Many of you youngsters out there reading this and who have grown up with primarily a push button phone may ask, what is a rotary dial telephone? The answer is a telephone that had wheel with numbers stamped or papered on the inside. Most people stuck their fingers in the hole and rotated the wheel (dial) to a metal stopper, take the finger out and the spring loaded dial would rotate back to its original position. The person would then stick their finger in the next number in the dial and follow the same procedure until the entire telephone number was dialed.

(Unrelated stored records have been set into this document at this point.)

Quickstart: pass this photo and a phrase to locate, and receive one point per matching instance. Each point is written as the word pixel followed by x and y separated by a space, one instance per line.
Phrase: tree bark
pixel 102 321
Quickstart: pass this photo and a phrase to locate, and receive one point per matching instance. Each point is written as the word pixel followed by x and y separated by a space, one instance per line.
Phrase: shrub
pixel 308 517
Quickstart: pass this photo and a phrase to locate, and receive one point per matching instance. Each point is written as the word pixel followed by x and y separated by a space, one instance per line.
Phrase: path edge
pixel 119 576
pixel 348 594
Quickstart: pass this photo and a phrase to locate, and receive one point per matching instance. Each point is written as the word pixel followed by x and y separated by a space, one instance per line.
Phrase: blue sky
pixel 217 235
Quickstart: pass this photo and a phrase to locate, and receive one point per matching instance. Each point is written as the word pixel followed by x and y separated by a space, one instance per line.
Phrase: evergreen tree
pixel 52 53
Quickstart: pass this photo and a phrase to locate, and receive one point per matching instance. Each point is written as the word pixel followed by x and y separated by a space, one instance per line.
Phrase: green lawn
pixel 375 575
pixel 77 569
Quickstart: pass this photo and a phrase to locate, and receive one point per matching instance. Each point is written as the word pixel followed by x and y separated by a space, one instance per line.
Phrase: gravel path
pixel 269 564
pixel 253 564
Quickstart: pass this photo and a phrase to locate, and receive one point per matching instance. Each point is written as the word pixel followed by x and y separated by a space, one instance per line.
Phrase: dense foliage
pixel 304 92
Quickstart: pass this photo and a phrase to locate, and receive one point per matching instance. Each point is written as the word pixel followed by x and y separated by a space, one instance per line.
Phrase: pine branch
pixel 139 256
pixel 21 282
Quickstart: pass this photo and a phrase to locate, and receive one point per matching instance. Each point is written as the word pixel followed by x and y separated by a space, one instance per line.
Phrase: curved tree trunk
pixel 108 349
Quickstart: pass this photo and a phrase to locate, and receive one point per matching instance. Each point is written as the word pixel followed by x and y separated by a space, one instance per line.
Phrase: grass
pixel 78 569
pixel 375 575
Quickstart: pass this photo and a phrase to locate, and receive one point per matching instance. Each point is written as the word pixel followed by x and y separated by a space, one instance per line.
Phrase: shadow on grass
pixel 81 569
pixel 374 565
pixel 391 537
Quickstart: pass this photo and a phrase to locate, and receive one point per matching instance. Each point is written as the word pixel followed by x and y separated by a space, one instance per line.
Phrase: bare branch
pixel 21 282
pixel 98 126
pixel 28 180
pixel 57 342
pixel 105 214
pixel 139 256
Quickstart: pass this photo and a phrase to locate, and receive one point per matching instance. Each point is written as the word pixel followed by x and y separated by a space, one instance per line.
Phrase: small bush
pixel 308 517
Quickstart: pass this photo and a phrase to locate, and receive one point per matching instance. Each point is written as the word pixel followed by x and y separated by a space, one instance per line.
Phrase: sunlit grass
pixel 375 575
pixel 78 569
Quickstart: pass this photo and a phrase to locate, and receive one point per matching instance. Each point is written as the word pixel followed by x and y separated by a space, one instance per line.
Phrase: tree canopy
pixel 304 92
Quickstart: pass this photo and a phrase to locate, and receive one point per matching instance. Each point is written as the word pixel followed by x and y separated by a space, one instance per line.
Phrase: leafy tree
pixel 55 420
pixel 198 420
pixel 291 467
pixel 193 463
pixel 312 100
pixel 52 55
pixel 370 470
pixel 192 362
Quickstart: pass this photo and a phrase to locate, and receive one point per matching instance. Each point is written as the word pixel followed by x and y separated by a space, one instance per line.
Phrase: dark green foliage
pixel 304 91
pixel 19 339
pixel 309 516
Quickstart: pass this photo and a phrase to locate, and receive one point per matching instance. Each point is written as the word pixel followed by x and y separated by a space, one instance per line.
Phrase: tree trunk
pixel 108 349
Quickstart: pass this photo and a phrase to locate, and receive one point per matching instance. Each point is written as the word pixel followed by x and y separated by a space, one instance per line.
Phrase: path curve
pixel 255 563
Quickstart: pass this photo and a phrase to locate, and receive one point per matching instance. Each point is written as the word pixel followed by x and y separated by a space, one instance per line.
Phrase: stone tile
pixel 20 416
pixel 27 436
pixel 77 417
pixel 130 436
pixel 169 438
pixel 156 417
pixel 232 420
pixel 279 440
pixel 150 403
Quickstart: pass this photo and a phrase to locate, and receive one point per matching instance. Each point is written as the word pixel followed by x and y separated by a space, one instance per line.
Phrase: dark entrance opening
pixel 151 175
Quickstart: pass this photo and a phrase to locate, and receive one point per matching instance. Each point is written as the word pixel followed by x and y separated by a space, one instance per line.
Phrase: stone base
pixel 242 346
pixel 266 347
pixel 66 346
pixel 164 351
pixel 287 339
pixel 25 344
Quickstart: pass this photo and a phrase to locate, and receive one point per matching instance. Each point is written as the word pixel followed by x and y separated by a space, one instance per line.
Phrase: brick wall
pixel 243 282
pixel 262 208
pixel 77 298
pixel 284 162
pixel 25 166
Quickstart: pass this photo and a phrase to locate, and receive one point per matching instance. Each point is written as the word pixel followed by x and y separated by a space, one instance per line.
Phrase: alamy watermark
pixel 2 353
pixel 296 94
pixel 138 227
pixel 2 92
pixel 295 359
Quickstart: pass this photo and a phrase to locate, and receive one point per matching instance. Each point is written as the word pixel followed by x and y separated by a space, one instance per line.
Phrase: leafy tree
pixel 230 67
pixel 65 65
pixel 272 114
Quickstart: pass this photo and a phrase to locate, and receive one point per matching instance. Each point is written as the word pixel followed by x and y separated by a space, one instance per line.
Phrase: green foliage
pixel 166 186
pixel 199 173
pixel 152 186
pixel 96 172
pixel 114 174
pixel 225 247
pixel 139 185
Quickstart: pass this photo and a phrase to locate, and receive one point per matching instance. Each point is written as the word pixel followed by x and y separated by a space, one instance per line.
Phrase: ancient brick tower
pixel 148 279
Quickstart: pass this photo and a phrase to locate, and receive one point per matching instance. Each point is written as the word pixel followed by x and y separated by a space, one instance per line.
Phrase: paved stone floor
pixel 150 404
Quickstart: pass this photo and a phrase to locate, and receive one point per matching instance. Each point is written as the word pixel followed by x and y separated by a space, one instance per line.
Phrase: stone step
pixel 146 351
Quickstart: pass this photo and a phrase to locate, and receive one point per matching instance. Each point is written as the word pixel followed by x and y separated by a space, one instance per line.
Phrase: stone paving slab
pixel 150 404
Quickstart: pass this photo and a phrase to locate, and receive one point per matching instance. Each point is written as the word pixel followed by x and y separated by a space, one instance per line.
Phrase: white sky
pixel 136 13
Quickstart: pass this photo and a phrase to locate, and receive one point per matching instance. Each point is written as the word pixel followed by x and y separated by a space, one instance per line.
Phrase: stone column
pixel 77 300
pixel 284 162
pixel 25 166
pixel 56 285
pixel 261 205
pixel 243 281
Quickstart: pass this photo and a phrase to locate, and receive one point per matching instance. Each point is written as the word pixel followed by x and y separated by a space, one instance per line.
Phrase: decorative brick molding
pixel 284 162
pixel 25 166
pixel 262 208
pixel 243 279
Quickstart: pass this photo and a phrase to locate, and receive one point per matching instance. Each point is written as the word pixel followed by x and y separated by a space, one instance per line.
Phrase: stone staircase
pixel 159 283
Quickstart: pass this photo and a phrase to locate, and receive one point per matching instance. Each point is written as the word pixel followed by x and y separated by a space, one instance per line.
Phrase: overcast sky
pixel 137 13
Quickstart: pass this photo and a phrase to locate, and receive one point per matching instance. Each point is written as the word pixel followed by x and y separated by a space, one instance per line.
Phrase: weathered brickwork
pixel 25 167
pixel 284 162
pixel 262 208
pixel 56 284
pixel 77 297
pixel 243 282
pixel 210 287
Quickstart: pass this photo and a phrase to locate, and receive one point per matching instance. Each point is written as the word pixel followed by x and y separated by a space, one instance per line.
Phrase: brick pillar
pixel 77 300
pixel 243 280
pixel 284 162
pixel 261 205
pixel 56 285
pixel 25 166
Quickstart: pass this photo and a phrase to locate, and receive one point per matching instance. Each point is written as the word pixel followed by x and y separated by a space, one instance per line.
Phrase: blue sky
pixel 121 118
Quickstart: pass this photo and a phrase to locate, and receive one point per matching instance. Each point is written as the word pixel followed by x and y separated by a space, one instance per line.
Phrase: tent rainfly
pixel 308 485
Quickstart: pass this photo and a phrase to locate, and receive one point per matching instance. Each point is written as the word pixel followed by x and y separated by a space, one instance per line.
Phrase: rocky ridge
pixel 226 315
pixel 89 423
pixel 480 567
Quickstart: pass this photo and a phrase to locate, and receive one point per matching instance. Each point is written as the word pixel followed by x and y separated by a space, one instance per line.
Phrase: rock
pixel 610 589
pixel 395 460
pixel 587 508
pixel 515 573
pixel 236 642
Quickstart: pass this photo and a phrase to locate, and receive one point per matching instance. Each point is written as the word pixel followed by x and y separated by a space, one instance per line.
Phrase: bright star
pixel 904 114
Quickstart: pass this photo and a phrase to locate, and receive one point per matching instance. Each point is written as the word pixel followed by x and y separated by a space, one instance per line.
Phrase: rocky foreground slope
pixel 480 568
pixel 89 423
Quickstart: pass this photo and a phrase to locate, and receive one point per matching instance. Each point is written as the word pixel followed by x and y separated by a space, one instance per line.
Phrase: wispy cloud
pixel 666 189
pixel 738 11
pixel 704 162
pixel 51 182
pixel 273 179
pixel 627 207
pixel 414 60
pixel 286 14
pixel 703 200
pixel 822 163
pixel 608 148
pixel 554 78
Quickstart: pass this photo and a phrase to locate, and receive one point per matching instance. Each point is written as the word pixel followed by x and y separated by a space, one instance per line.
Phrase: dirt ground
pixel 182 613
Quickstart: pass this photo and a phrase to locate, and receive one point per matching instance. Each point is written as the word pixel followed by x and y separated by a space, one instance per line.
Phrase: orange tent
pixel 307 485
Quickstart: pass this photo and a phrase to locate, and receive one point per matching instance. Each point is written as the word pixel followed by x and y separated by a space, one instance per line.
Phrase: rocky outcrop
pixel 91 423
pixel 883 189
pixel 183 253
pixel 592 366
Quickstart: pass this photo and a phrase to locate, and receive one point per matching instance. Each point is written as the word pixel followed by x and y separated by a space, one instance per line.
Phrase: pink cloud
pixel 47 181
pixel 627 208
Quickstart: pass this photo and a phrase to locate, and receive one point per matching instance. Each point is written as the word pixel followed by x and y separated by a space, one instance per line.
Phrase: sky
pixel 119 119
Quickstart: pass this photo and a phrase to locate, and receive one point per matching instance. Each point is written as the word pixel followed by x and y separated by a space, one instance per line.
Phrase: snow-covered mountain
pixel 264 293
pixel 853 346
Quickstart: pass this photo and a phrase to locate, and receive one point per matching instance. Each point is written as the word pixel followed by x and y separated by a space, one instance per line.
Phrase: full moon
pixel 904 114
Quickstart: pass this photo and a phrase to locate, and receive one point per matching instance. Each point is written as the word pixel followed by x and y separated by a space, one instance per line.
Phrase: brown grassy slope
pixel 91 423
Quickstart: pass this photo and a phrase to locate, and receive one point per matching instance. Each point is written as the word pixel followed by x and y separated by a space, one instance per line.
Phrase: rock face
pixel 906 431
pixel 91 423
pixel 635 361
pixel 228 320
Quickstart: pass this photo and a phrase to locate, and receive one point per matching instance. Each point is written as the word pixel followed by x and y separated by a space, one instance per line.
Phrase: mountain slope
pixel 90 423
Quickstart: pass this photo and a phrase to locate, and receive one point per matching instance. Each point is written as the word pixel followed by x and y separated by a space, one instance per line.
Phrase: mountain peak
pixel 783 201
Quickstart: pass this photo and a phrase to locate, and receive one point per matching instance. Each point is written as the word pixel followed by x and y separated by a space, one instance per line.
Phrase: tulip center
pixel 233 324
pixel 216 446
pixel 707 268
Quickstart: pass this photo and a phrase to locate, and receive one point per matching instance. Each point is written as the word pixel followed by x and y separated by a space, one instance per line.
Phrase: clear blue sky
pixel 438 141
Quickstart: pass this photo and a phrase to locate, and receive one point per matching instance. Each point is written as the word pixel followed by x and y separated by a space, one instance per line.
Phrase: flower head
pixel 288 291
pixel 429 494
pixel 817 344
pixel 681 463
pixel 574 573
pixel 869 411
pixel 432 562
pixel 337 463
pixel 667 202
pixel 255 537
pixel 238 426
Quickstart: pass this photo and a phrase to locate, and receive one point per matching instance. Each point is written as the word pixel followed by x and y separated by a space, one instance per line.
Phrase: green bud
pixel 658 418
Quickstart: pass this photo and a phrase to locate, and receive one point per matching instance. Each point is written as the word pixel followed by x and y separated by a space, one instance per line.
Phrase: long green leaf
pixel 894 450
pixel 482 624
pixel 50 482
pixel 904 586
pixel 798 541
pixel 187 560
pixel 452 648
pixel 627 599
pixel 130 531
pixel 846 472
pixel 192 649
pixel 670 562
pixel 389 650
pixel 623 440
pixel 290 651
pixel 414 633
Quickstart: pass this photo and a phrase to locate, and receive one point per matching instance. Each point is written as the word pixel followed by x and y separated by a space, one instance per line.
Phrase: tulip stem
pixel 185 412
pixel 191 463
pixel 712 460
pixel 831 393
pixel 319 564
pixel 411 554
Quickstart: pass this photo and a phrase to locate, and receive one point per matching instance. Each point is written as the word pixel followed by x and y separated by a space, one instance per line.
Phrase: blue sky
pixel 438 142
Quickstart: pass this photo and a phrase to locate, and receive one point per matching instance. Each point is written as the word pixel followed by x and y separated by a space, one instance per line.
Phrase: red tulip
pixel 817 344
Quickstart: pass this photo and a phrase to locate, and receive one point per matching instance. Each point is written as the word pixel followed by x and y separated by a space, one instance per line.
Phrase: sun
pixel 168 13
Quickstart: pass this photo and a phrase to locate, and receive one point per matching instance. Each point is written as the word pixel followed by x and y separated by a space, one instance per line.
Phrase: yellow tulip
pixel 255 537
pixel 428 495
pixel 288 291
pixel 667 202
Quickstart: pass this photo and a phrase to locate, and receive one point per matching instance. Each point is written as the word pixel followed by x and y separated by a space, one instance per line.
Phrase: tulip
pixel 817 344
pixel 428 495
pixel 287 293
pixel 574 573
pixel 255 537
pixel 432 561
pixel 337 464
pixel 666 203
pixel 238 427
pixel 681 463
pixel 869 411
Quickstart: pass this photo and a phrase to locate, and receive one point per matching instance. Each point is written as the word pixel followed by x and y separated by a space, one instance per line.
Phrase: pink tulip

However, there were some people who did not, for one reason or another, want to stick their fingers in the dial. Women did not want to break their nails; people with mysophobia were afraid to stick their fingers in and get sick; and then there were those people who just thought it would be “cooler” to use something else to dial. Originally, most of these folks used the eraser end of a pencil to dial the telephone. That is, until some genius came up with the idea to make and sell phone dialers."

Here's a few interesting tins etc. that are on the front porch (porch closed in). Coffee tins are a very popular item to collect. Not real big, a zillion different brands and prices are still within reason for most. Oh, and they still pop up at estate sales, yard sales etc. Check the garage and basement, lots of them are full of nails etc.

See ya, Country Joe
Vintage Collectibles, Antiques
Come on, lets have some pictures of stuff to collect.

See ya, Country Joe

Hey where did everybody go?
Here's a few more types advertising items to collect. Automotive related, shoe polishes, medicine related and a few general categories, sorta general store stuff.

See ya, Country Joe
Vintage Collectibles, Antiques

Came across an extensive collection of Auto Polishing Tins this morning! Amazing how many different brands there were! Guess they needed to keep those classic cars all buffed up - right?

Click HERE to see.

Sorry for not being around here for a few days, busy with my consignment auction on Saturday and then catching up on other stuff. Bought a bunch of spice tins, one tray full shown below. Plus there was another tray full and misc. candy tins and other stuff. Now I have to clean them up and start adding to the inventory.

Anybody picking up anything recently ?

See ya, Country Joe
Vintage Collectibles, Antiques
Country Joe's Blog
Ok got a question, I usually pretty good at tracking things down online but this has eluded me. Dating old spice tins Ann Page, Durkee's, French's etc. , when did they start using the plastic tops? Separating the no zip code and zip coded tins is roughly the mid 1960's.

See ya, Country Joe
Okay I organized those spice tins and added them to the shop.

Here are some of the tins and boxes, a little more organized this photo.

See ya, Country Joe
Vintage Collectibles, Antiques
Country Joe's Blog
Hi, I just bought a few McCormick spice tins, and one was Pumpkin Pie Spice....it had never been opened! It is the metal topped tin with a price of 25cents stamped on the bottom. No zip code, so that makes it mid 1960's ????? I couldn't really see anywhere where McCormick has anything on their site about old tins of spices, other than not using them! Odd that a company that old wouldn't have a catagory for collecting their product....I am glad I found this group...for some reason I love these old spice tins!